From: Alex Williamson <alex.williamson@redhat.com>
To: Jason Gunthorpe <jgg@nvidia.com>
Cc: Lu Baolu <baolu.lu@linux.intel.com>,
Chaitanya Kulkarni <chaitanyak@nvidia.com>,
Cornelia Huck <cohuck@redhat.com>,
Daniel Jordan <daniel.m.jordan@oracle.com>,
David Gibson <david@gibson.dropbear.id.au>,
Eric Auger <eric.auger@redhat.com>,
iommu@lists.linux-foundation.org,
Jason Wang <jasowang@redhat.com>,
Jean-Philippe Brucker <jean-philippe@linaro.org>,
Joao Martins <joao.m.martins@oracle.com>,
Kevin Tian <kevin.tian@intel.com>,
kvm@vger.kernel.org, Matthew Rosato <mjrosato@linux.ibm.com>,
"Michael S. Tsirkin" <mst@redhat.com>,
Nicolin Chen <nicolinc@nvidia.com>,
Niklas Schnelle <schnelle@linux.ibm.com>,
Shameerali Kolothum Thodi <shameerali.kolothum.thodi@huawei.com>,
Yi Liu <yi.l.liu@intel.com>, Keqian Zhu <zhukeqian1@huawei.com>
Subject: Re: [PATCH RFC 07/12] iommufd: Data structure to provide IOVA to PFN mapping
Date: Tue, 22 Mar 2022 16:15:44 -0600 [thread overview]

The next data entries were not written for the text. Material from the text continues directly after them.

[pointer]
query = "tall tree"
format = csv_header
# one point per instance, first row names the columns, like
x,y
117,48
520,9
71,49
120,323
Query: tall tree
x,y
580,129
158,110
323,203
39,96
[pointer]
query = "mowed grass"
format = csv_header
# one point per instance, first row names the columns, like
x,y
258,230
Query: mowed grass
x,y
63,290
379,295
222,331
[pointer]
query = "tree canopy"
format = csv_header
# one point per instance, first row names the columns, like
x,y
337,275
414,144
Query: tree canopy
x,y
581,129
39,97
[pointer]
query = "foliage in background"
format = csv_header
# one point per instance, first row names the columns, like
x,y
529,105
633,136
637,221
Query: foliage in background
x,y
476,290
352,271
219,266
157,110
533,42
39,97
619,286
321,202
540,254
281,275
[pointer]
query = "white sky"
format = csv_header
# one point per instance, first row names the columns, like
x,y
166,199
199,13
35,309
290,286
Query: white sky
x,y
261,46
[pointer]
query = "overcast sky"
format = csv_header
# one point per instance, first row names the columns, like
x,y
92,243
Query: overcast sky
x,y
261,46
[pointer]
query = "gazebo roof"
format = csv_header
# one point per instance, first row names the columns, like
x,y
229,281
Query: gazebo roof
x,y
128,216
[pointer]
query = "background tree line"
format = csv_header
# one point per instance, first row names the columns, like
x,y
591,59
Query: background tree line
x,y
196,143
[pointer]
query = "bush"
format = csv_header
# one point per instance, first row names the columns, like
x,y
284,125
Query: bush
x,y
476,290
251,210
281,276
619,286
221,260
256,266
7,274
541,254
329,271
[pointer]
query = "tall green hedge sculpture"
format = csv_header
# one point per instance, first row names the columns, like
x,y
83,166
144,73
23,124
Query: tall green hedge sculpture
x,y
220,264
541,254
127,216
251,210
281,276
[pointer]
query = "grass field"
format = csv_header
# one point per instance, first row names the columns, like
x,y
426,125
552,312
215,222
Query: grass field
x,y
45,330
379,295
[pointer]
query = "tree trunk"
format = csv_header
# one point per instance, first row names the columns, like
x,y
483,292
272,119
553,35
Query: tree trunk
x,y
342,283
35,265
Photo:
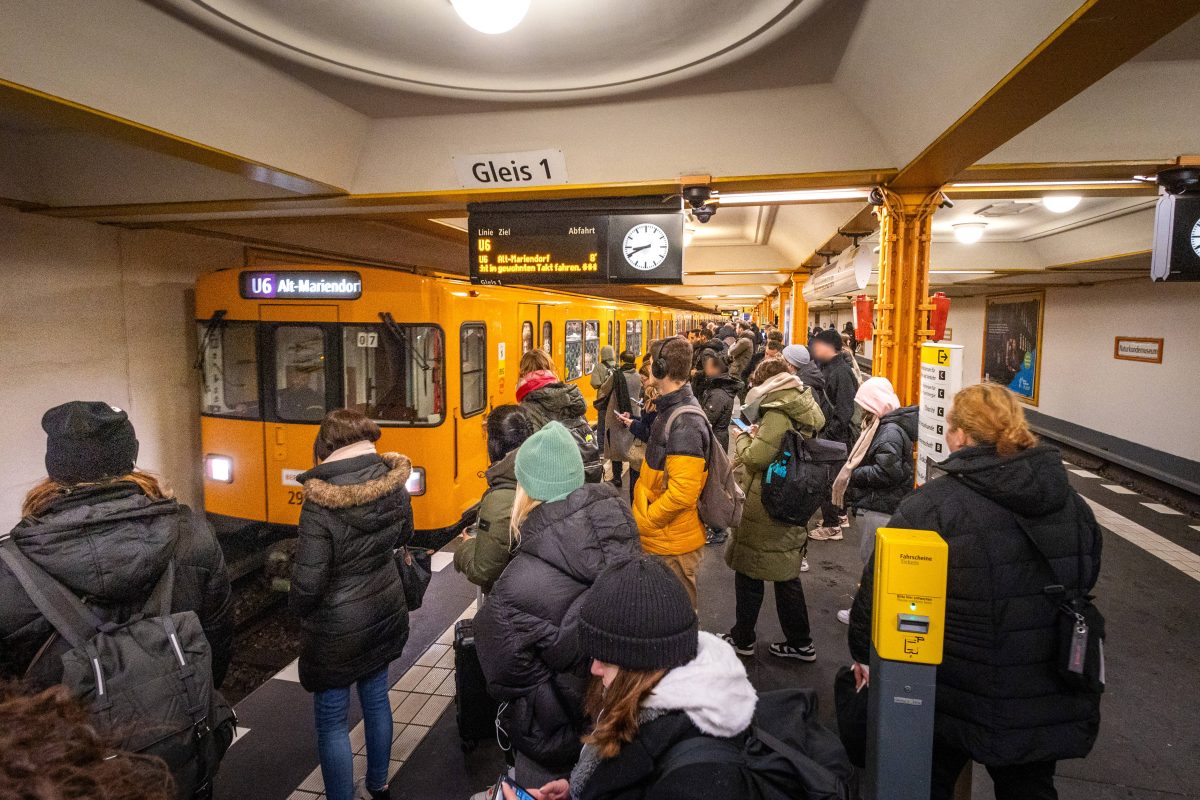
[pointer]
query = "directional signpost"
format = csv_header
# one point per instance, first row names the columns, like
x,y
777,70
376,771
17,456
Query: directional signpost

Message-ID: <20220322161544.54fd459d.alex.williamson@redhat.com> (raw)
In-Reply-To: <7-v1-e79cd8d168e8+6-iommufd_jgg@nvidia.com>
On Fri, 18 Mar 2022 14:27:32 -0300
Jason Gunthorpe <jgg@nvidia.com> wrote:
> +/*
> + * The area takes a slice of the pages from start_bytes to start_byte + length
> + */
> +static struct iopt_area *
> +iopt_alloc_area(struct io_pagetable *iopt, struct iopt_pages *pages,
> + unsigned long iova, unsigned long start_byte,
> + unsigned long length, int iommu_prot, unsigned int flags)
> +{
> + struct iopt_area *area;
> + int rc;
> +
> + area = kzalloc(sizeof(*area), GFP_KERNEL);
> + if (!area)
> + return ERR_PTR(-ENOMEM);
> +
> + area->iopt = iopt;
> + area->iommu_prot = iommu_prot;
> + area->page_offset = start_byte % PAGE_SIZE;
> + area->pages_node.start = start_byte / PAGE_SIZE;
> + if (check_add_overflow(start_byte, length - 1, &area->pages_node.last))
> + return ERR_PTR(-EOVERFLOW);
> + area->pages_node.last = area->pages_node.last / PAGE_SIZE;
> + if (WARN_ON(area->pages_node.last >= pages->npages))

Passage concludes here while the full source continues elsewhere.